Will Oremus in OnEarth in defense of slacktivism: Older generations accuse millennials of having a lack of political drive, but Oremus finds that today's twenty-somethings just handle their protests differently: over the Interwebs. Sure tweeting and hacking don't require getting up from the couch, but they can be just as effective at helping causes reach critical mass as sit-ins and foot soldiering. Street protests aren't going away, but young activists have many other tools in their arsenal. And when someone sees an impassioned message from a "friend" or a "follower," it often holds more weight than one received from a stranger with a sign. "Asking why today's youth aren't passing out pamphlets or forming agitprop theater companies is like asking why they've forsaken vinyl records and the Encyclopedia Britannica," writes Oremus. "The times, they have a-changed."
Felicity Barringer in the New York Times on tagging the wild: Grafitti in nature is arguably as old as the cavemen, and many Western pioneers once carved their names into rocks. But lately, visitors to national parks have been leaving their own marks on cacti, ancient petroglyphs, famous rocks, and archaeological sites. A photographer who has been documenting the destruction says, "It’s one thing to see a pioneer’s inscription on a wall. It’s another to see the signature of the 1,237,000th of 2 million visitors.” In Arizona's Saguaro National Park, rangers recently found 16 tags covering fragile 150-year-old Saguaro cacti. Authorities in Colorado have gone so far as to indefinitely close Rattlesnake Canyon to hikers to protect native art against can-carrying copycats. Few vandals are ever found, but wildlife cams and savvy rangers have caught some violators in the act. For instance, the girl who added “Super Duper Dana” to the names etched by Spanish and American soldiers and pioneers -- dating as far back as the 1600s -- on New Mexico's Inscription Rock? She was fined $15,000.

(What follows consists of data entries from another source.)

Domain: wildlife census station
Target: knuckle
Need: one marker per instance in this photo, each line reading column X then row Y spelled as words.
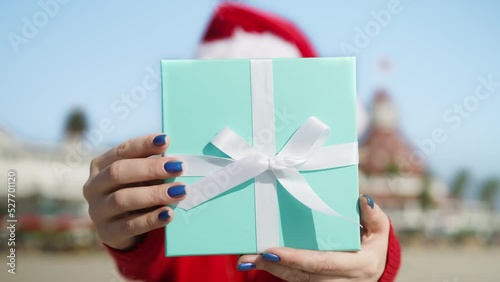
column 117, row 201
column 127, row 227
column 151, row 221
column 325, row 266
column 297, row 276
column 92, row 214
column 153, row 168
column 114, row 172
column 86, row 191
column 121, row 150
column 372, row 269
column 159, row 196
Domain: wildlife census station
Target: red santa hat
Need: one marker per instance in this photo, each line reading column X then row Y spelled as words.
column 239, row 31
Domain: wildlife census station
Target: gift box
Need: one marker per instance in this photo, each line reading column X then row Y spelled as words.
column 269, row 151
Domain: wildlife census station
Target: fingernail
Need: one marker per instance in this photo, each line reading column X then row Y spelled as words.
column 159, row 140
column 164, row 215
column 245, row 266
column 177, row 191
column 271, row 257
column 370, row 200
column 173, row 166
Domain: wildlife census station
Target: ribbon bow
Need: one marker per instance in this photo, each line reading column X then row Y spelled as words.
column 303, row 152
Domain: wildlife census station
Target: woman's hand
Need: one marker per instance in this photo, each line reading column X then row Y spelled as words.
column 126, row 193
column 305, row 265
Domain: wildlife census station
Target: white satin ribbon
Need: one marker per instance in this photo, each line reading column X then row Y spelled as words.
column 304, row 151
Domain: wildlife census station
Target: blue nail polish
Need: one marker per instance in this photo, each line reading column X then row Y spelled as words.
column 245, row 266
column 271, row 257
column 173, row 166
column 164, row 215
column 159, row 140
column 177, row 191
column 370, row 200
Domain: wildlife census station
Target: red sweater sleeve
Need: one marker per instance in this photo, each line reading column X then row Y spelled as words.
column 147, row 262
column 393, row 258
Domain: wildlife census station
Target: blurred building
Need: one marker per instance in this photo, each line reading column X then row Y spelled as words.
column 48, row 196
column 391, row 169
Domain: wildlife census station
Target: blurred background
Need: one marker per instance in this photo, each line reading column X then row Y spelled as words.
column 428, row 82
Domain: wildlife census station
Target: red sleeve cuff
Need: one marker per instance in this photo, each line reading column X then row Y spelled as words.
column 133, row 263
column 393, row 261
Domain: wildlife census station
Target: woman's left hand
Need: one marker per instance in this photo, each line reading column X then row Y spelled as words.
column 305, row 265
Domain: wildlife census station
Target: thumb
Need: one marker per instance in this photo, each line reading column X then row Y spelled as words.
column 373, row 219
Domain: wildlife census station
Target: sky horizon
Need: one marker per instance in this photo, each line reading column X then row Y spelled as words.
column 91, row 54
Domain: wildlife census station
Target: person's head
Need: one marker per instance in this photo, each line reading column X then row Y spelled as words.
column 239, row 31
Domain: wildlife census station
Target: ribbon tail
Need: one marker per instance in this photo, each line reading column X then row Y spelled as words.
column 298, row 187
column 222, row 180
column 196, row 165
column 333, row 156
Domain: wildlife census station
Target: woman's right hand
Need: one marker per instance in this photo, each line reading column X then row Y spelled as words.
column 126, row 193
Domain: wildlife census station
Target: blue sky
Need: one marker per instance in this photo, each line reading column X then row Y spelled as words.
column 90, row 53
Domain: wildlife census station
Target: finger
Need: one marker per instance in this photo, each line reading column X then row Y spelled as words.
column 373, row 219
column 141, row 147
column 137, row 198
column 119, row 234
column 343, row 264
column 135, row 170
column 286, row 273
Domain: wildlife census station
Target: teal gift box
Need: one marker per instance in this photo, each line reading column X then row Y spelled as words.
column 269, row 151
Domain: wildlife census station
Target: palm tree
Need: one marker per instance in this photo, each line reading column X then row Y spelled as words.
column 76, row 123
column 425, row 197
column 460, row 184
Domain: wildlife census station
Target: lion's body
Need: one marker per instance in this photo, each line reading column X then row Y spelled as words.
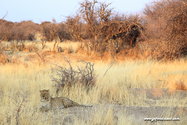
column 48, row 103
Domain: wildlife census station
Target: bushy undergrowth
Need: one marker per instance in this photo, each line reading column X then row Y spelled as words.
column 67, row 77
column 159, row 34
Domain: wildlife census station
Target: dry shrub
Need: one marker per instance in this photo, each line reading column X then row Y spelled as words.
column 6, row 29
column 69, row 77
column 166, row 29
column 3, row 56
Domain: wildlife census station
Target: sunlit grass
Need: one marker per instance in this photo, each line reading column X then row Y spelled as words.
column 20, row 85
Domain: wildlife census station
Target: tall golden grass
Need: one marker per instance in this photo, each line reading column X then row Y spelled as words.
column 19, row 87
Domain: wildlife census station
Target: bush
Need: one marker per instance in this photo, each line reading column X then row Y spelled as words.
column 68, row 77
column 166, row 28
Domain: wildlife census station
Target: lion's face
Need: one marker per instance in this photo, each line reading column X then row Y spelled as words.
column 44, row 94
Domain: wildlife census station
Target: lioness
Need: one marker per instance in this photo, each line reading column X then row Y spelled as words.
column 47, row 102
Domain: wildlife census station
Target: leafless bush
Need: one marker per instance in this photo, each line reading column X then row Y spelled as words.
column 166, row 28
column 68, row 77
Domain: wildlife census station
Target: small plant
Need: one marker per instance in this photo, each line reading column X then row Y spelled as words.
column 68, row 77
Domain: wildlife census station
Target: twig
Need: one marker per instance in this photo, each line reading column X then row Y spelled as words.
column 109, row 68
column 4, row 16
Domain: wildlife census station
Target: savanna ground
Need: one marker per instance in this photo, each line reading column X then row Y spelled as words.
column 125, row 91
column 129, row 67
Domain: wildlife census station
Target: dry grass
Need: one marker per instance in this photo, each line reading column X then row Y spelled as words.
column 19, row 87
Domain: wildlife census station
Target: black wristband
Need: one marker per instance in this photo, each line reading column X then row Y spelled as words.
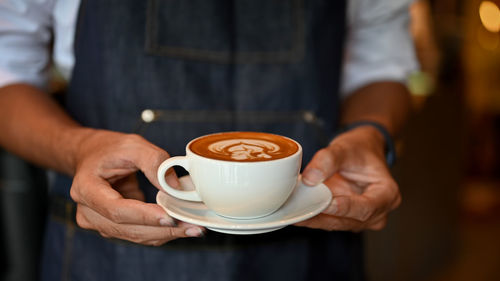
column 390, row 150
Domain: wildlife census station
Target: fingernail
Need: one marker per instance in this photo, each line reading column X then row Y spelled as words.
column 167, row 222
column 333, row 208
column 194, row 232
column 172, row 181
column 312, row 177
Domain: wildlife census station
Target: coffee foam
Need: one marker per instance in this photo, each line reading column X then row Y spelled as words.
column 244, row 146
column 245, row 149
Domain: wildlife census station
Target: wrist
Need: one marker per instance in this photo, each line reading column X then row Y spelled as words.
column 75, row 138
column 377, row 137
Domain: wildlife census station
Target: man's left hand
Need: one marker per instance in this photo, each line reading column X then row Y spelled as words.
column 354, row 168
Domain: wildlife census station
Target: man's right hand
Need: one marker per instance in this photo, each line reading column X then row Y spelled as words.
column 107, row 193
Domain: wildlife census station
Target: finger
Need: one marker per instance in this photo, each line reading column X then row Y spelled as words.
column 330, row 223
column 129, row 188
column 143, row 234
column 322, row 166
column 98, row 195
column 150, row 159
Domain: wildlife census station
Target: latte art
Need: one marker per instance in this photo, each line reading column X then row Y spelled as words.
column 244, row 146
column 245, row 149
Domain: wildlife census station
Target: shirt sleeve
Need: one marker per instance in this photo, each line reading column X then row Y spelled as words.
column 25, row 36
column 379, row 45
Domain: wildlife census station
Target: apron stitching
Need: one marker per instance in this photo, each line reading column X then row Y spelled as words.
column 68, row 244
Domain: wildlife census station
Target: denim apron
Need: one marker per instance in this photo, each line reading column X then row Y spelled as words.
column 198, row 67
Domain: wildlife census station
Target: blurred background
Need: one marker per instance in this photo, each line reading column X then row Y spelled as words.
column 448, row 227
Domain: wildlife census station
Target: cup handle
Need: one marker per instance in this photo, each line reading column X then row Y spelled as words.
column 167, row 164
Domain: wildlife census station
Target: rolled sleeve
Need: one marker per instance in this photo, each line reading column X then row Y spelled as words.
column 379, row 45
column 25, row 36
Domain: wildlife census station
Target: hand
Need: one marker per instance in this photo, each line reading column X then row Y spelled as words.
column 107, row 193
column 354, row 169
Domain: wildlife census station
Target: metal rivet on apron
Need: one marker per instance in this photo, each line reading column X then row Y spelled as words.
column 309, row 116
column 148, row 115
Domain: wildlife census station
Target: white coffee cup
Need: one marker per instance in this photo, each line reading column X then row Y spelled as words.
column 233, row 189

Louis Sahagun in the Los Angeles Times on hallowed ground and dusty air: On March 19, 1863, California settlers and the U.S. cavalry chased down 35 Paiute Indians (accused of killing livestock) and forced them into Owens Lake. Those Native Americans who weren't shot as they attempted to swim away eventually drowned. "The soldiers and citizens formed a line along the … shore, and remained there until the bodies began to wash ashore," wrote one historian. Thankfully, a lot has changed since then, but not all for the better. The lake involved in the mass execution has been drained for the region's growing water needs, and the dust from the dry lakebed is causing worrisome levels of air pollution. Intentional flooding and applying gravel to dust-prone areas has helped, but today's Paiute members believe the place -- where archeologists recently uncovered bullets, musket balls, military uniform buttons, and tribal artifacts -- should be left alone. Currently, a compromise is in the works to concentrate dust-mitigation efforts elsewhere in Owens Valley. As one air pollution officer says, "You don't come across massacre sites very often.”
Molly Redden in the New Republic on fracking Amish farms: Like so many other modern contrivances, the Amish don’t believe in lawsuits -- that issues of right and wrong are not for a court to decide. Unfortunately, their lack of experience with the legal system leaves them vulnerable to companies that want to drill for natural gas on their land (see "Fracking the Amish"). In eastern Ohio -- home to the largest Amish community in the world -- “geysers of riches” could be worth billions if not trillions of dollars. Yet some landowners are receiving drilling leases at a fraction of the market value. Amish dairy farmer Lloyd Miller realized too late that he shouldn't have trusted the land agent who showed up at his barn. He tells Redden: "'My wife and I took turns kicking each other in the butt.' He paused for a long while. 'Our ten dollars an acre compared to $1,000.'”
Tired of Reading Yet? Watch This.
Outside magazine on one beautiful blaze: When filmed just right, sometimes a raging nighttime wildfire can resemble molten lava flowing from a volcano. Bonus: keep an eye out for the shooting stars.